Recovery - Who needs it?

By Wayne Goldsmith | In Recovery

You do!

Lots of people are talking about recovery and for good reason.

Triathlon is a sport for people who love to challenge themselves to see just how far they can go to find out how hard they can push themselves physically and mentally.

But the nature of the sport and the people who love doing it means that triathletes live on the edge. The edge between training hard and training too hard, often with disastrous consequences. There is nothing worse than seeing a triathlete suffering from an illness or injury that could have been avoided.

Ideally, there would be a way of training hard and pushing your body to the limits complimented by a way of ensuring your body and mind could rest, regenerate and recuperate between sessions.

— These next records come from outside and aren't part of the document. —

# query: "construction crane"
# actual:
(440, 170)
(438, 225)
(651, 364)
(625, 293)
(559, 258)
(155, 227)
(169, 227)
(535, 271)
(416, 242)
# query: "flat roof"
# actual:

Enter Recovery: which is not one thing but a combination of techniques and methods designed to keep you training and racing at your best.

Who should include a recovery program in their training?

Take the Recovery Test

  1. Do you train twice or more each day?
  2. Do you train on five or more days each week?
  3. Do you often feel tired, fatigued and flat, even if you have had a day off training?
  4. Do you compete more than five times a season?
  5. Have you had recurring illness or injury?
  6. Do you run more than three times each week?
  7. Are you doing weight or resistance training?
  8. Are you aiming for a triathlon event that will challenge you to new levels?
  9. Do you have a full time job or other commitments which take up most of your time, e.g. study, maintaining a household?
  10. Do you often feel like something “is not quite right” with your training and competing?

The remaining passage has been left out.